Shared Ancestry: Rakhine, Marma, and Mog Peoples Trace Back to One Arakanese Heritage

 

Rakhine, Marma and Mog Ladies (photocrd)



According to a recent piece by Global Arakan Network, the Rakhine people, Marma people and Mog people — long regarded as separate ethnic identities — are actually branches of a single Arakanese heritage. 

The article draws on historical research (notably by Kyaw Minn Htin) that traces a shared origin: when the ancient Arakan (Mrauk-U) kingdom ruled, administrators and settlers moved eastward into what is now Bangladesh’s Chittagong Hill Tracts and India’s Tripura — over time becoming known as “Marma” and “Mog.” 

Despite centuries of dispersion, the three groups reportedly still share a common language (dialects of Arakanese), overlapping cultural practices, religious traditions (‒ mostly Theravada Buddhism), similar village life, and ancestral customs. 

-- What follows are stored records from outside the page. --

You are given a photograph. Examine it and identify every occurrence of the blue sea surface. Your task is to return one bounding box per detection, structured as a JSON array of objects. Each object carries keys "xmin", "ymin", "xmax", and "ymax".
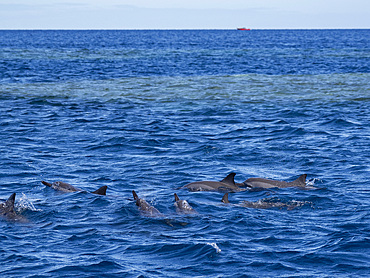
[{"xmin": 0, "ymin": 30, "xmax": 370, "ymax": 277}]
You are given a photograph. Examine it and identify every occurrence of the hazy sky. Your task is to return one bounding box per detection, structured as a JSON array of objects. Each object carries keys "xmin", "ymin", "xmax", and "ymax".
[{"xmin": 0, "ymin": 0, "xmax": 370, "ymax": 29}]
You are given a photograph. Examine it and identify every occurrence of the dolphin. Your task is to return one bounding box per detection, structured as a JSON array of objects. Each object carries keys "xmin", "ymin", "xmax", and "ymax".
[
  {"xmin": 237, "ymin": 174, "xmax": 315, "ymax": 189},
  {"xmin": 183, "ymin": 173, "xmax": 245, "ymax": 192},
  {"xmin": 174, "ymin": 193, "xmax": 197, "ymax": 214},
  {"xmin": 221, "ymin": 193, "xmax": 304, "ymax": 210},
  {"xmin": 42, "ymin": 181, "xmax": 108, "ymax": 195},
  {"xmin": 132, "ymin": 190, "xmax": 161, "ymax": 216},
  {"xmin": 0, "ymin": 193, "xmax": 27, "ymax": 222}
]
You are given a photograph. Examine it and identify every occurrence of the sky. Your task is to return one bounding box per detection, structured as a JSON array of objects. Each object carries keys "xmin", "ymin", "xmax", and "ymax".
[{"xmin": 0, "ymin": 0, "xmax": 370, "ymax": 29}]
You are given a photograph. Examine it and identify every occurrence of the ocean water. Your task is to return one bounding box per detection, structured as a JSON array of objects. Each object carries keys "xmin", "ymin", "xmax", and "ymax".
[{"xmin": 0, "ymin": 30, "xmax": 370, "ymax": 277}]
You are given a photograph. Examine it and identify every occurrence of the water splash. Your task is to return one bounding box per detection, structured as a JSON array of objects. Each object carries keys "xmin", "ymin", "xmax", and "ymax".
[
  {"xmin": 206, "ymin": 242, "xmax": 221, "ymax": 253},
  {"xmin": 16, "ymin": 193, "xmax": 41, "ymax": 213}
]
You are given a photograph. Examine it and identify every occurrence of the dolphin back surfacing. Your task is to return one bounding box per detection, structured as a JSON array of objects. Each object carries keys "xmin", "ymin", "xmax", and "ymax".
[
  {"xmin": 42, "ymin": 181, "xmax": 108, "ymax": 195},
  {"xmin": 183, "ymin": 173, "xmax": 245, "ymax": 192},
  {"xmin": 243, "ymin": 174, "xmax": 314, "ymax": 189}
]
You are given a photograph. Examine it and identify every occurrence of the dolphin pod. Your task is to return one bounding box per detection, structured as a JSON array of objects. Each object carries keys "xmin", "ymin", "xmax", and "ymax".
[
  {"xmin": 0, "ymin": 173, "xmax": 316, "ymax": 222},
  {"xmin": 0, "ymin": 193, "xmax": 27, "ymax": 222},
  {"xmin": 42, "ymin": 181, "xmax": 108, "ymax": 195}
]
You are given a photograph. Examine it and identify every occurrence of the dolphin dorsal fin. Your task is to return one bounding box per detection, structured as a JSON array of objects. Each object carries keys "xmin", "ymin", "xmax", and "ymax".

Today, with renewed calls for recognition of their shared heritage, the article urges Marma and Mog communities to “come home” to their ancestral land — viewing it not as migration, but a reclaiming of a collective identity and roots. 

This reinterpretation challenges long-standing ethnic labels, suggesting that historical divisions may have been more a product of displacement and geography than genuine cultural separation — a unifying narrative with potential political, social, and cultural implications.